Little path to peace

Kind of an odd title.  As some of you already know, our family loves the outdoors.  We find it very peaceful and truly do enjoy our time outside.  Kids even do homework outside(if the stupid deer flies and horse flies aren't so bad).  We were just able to find another patio set at a yardsale recently so now have seating for 12.  PERFECT!  Our yard is small to us, just a little under an acre.  Like .97 acre.  We'd love to have a minimum of 10 acres but for now, this is home and we have to make good use of what we have.  Last year, we found a colorful hammock at Target at the end of the season.  Actually, bought it as an impulse buy b/c it was such a great deal.  Figured we'd find a place to put it.  Well, we did and it has had way more use by every single person in this household than we'd ever anticipated.  Here is the path to our little hammock area:


Very small path.  We're actually trying to get some moss to grow between the stones and it's coming along.  Ironically, there is moss gorwing everywhere else in this yard including the roof!  So, I'm sure it is a matter of time it grows here.  

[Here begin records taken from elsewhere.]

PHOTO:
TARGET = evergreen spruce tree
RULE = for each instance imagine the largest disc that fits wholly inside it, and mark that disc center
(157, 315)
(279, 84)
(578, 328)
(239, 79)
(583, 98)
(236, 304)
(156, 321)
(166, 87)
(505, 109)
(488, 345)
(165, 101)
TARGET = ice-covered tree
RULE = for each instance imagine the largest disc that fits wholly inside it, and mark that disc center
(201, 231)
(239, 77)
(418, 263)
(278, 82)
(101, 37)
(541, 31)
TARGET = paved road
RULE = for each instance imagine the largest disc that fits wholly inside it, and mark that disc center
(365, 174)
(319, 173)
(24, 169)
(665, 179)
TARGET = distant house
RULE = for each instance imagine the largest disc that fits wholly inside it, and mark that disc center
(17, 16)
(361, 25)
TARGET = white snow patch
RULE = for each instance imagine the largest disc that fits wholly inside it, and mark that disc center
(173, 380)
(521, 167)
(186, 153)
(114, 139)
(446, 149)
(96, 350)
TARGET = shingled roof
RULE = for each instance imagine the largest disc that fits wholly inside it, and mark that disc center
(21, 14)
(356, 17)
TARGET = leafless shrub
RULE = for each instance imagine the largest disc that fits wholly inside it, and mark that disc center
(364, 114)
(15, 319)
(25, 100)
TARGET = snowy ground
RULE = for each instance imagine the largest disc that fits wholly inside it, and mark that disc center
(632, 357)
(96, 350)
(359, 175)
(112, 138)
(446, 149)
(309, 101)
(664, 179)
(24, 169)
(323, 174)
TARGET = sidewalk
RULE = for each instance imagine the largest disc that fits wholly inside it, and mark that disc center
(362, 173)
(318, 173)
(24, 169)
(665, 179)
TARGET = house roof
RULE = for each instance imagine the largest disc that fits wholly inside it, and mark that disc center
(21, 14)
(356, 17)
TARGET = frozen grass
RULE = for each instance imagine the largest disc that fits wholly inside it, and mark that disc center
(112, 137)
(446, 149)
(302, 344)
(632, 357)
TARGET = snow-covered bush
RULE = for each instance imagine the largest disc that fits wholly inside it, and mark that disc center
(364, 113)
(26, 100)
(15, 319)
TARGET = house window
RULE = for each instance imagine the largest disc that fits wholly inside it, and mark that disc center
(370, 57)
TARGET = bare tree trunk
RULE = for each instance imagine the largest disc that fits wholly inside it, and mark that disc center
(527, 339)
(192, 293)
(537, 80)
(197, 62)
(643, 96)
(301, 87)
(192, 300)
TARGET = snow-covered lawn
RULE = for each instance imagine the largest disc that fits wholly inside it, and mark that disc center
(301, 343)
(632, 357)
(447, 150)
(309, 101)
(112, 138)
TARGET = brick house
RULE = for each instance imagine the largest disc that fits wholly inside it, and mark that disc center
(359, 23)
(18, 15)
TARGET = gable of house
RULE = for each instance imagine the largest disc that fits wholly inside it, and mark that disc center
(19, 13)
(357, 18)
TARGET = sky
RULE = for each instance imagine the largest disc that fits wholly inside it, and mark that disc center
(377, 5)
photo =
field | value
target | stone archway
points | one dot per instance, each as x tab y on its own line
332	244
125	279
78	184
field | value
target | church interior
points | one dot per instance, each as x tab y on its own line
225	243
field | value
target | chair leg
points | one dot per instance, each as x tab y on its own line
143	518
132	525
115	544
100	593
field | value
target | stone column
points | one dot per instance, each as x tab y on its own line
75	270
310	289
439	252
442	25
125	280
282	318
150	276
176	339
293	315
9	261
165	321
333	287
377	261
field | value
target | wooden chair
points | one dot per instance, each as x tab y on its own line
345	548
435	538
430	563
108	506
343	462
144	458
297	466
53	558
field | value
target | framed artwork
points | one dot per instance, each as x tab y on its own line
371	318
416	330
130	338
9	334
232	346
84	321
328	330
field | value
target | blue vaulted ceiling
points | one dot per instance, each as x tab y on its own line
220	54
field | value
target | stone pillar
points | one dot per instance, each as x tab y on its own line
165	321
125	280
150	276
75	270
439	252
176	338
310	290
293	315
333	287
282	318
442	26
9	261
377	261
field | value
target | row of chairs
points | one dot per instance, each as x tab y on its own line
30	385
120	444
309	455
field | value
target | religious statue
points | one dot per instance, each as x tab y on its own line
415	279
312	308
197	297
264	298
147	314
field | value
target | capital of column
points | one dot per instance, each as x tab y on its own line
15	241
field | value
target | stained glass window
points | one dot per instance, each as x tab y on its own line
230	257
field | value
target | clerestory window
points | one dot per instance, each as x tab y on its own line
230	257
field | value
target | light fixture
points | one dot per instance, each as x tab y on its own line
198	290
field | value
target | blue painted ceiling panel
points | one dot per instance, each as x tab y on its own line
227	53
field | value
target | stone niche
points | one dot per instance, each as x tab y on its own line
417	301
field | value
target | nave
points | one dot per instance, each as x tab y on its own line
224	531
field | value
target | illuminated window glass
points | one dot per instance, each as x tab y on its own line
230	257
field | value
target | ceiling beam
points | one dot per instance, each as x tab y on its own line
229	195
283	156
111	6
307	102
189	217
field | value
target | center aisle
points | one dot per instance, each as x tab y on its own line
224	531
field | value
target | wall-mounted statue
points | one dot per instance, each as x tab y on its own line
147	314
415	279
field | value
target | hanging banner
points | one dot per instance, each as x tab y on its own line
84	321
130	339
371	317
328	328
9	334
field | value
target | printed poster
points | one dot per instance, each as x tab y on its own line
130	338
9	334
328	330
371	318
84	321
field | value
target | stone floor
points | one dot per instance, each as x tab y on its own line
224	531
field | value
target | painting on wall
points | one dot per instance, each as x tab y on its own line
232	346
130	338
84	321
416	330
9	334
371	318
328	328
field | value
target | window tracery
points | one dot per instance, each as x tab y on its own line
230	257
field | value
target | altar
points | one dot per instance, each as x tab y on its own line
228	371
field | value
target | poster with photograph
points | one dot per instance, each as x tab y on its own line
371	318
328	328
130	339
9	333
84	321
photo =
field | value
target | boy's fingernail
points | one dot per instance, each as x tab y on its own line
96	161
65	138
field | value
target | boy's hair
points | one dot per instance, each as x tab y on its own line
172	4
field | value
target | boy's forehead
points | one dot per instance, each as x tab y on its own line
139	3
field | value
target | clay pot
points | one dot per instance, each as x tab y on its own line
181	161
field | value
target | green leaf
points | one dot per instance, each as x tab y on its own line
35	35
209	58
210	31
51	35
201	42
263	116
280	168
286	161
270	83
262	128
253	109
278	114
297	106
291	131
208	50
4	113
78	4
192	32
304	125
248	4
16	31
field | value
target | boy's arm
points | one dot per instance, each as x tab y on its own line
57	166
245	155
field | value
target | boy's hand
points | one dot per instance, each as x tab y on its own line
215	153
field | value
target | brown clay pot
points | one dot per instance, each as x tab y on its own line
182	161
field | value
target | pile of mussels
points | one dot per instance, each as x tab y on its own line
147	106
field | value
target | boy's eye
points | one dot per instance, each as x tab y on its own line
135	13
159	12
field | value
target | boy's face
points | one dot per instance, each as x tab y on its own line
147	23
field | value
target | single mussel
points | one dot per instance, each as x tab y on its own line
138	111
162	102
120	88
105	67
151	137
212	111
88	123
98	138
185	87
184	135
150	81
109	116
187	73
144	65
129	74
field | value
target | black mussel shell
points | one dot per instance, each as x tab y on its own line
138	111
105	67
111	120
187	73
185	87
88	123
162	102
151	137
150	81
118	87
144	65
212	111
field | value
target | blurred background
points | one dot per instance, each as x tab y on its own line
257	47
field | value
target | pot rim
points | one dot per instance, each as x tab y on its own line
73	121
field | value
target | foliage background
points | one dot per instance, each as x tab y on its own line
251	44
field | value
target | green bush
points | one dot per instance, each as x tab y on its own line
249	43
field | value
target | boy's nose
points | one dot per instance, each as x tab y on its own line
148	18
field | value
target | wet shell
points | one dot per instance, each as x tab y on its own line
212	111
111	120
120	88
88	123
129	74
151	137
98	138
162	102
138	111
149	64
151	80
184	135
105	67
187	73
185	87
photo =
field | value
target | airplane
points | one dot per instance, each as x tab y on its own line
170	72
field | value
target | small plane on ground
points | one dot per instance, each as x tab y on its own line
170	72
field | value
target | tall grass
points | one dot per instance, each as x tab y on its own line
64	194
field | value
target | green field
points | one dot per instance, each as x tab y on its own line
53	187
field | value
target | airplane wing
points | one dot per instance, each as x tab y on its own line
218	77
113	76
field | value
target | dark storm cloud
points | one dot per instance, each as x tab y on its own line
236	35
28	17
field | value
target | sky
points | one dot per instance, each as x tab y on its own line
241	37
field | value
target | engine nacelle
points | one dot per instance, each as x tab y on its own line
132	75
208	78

We climb up that short little path and lay down.  You can see a couple of the colors of the hammock in the bottom right of the phto.  This is one of the views looking out.  This is some of our yard.  Nice, and green.  Look up and this is what you see:


All green.  Isn't it just beautiful?!  When you are laying there in the hammock, it seriously feels like you are in some sort of treehouse.  We all love it.  And, it changes through the seasons.  This time of year, it is bright green w/ lots of shade but just hints of sunshine popping through.  While laying and either just relaxing or reading, this is what we hear:


The sound of windchimes.  Just a really light breeze to make them sound so sweet.  Just relaxes you all over.  Makes whatever you are reading that much more meaningful.  Or, when you hear those windchimes, you start listening for other sounds, like birds.  


Boy, I hope these pictures actually show up b/c they are not showing up on here.  Anyhow, this is another view we have of laying in the hammock.  There are the big oak trees, some hostas and hydrangeas.  Some azaleas too but most have already bloomed out.  There is also a birdhouse IRina made.  Near that is a birdfeeder that we get to watch the birds go in and out.  

Bottom line, a lot to do in just a little space but it is really peaceful for all of us.  We love it.  So many times we can just reflect on something or go there for a little bit of peace and quiet.  So, sometimes that spur of the moment purchase can turn into something really meaningful.  I can not count the times I've come out and seen one of the kids laying in it.  And most of the time they were actually reading!  Yes, shocked me too.  LOL.  So, if any of you come for a visit, you will have to visit one of the most peaceful places in the yard.

I have a couple more posts but Warren and I are trying to get some errands done today.  My drive time is limited w/ my hurt knee.  Next, taking Nik to get his haircut.  Warren does hate it b/c he says he gets older w/ every haircut.  I agree.  Alyona is going to go to church w/ a friend and her family.  Bojan is at a friend's house and Max is going to be at work.  So, just 3 of them home.  Now, a test to see if just 3 can get along.  I'll write some more tonight.  Some other things happening here.  Some changes going on.  Hope your weekend was just as pleasant.  We had a blast yesterday at the company picnic.  Can't wait to share.  As they say in Bulgarian...Chao!